Birmingham, Ala. (Feb. 23, 2024) — Health experts are warning parents to make sure their children are vaccinated against measles. This comes after the Centers for Disease Control and Prevention reported that as of April 4, 2024, a total of 113 cases were reported by 18 states. Alabama is not one of those states. 

Dr. David Kimberlin, a professor of pediatrics and the co-director of the Division of Pediatric Infectious Diseases at Children’s of Alabama, says measles is an age-old viral infection.  He says new parents may not be as familiar with it as their own parents and grandparents because a very safe and effective measles vaccine has been used since the 1960s to prevent it. Kimberlin adds that one of the most challenging aspects of measles is that people can start spreading the virus up to four days before they start having symptoms. People with weak immune systems can spread the measles virus longer.

“So, when you start having a measles outbreak, it spreads like wildfire if not enough people in a community have protection because they are not vaccinated,” said Kimberlin.

 Some of the symptoms of measles include:

  • Bad cough

  • Congestion

  • Red eyes

  • High fever 

  • Rash on the face

  • Kids may also have Koplik’s spots (small red spots with blue-white centers) inside the mouth before the rash starts.

Measles spreads when people breathe in or have contact with virus-infected fluid. It can pass through droplets sprayed into the air when someone with measles sneezes or coughs. Someone exposed to the virus usually shows symptoms 7-14 days later. Before widespread vaccination against measles, up to 3,000 people, mostly children, died from measles every year in the United States.

Kimberlin says there is no specific anti-viral drug that can be used to treat it. To help manage the symptoms, parents can make sure the child gets plenty of fluid and rest and give a non-aspirin fever medicine such as acetaminophen and ibuprofen. In some cases, measles can lead to other problems, such as ear infections, pneumonia or encephalitis. Kimberlin says the best way to protect your child from measles is to make sure they are immunized. He also says he believes the recent outbreaks are likely linked to low vaccination rates. 

“Coming out of the pandemic, we have not caught up on our vaccination rates,” said Kimberlin. “This is a virtually completely vaccine-preventable disease. If a person gets two doses of the measles vaccine, they have 97% protection against the measles. That’s about as close to 100% protection as you can get.”

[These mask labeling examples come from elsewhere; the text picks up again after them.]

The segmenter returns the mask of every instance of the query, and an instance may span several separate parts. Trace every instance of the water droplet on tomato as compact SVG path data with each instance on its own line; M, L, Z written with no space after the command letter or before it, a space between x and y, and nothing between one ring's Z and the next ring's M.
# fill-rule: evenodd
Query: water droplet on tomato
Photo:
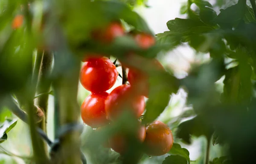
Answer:
M167 135L169 135L170 134L170 131L169 130L166 128L164 128L164 130L163 130L165 132L165 133L167 134Z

Kimberlin says in the state of Alabama, only about four out of five people are immune/or have been vaccinated. This leaves one in five susceptible. For most children, measles protection is part of the measles-mumps-rubella vaccine (MMR), or measles-mumps-rubella-varicella vaccine (MMRV), given when they are 12 to 15 months old and again when they are 4 to 6 years old.  The first vaccine can be given to babies as young as six months old if they will be traveling internationally. About 93% of people achieve immunity during their first vaccine, and the rest develop it the second time they are vaccinated. Immunity lasts a lifetime. Families can get the vaccine at their pediatrician's office or county health departments.

Parents should call a doctor right away if they think their child has measles or if their child has been around someone who has measles, especially if their child is an infant, is taking medication that suppresses the immune system, has tuberculosis, cancer or a disease that affects the immune system or hasn’t gotten two doses of the measles vaccine. A measles infection and the medical problems that may follow can last for several weeks.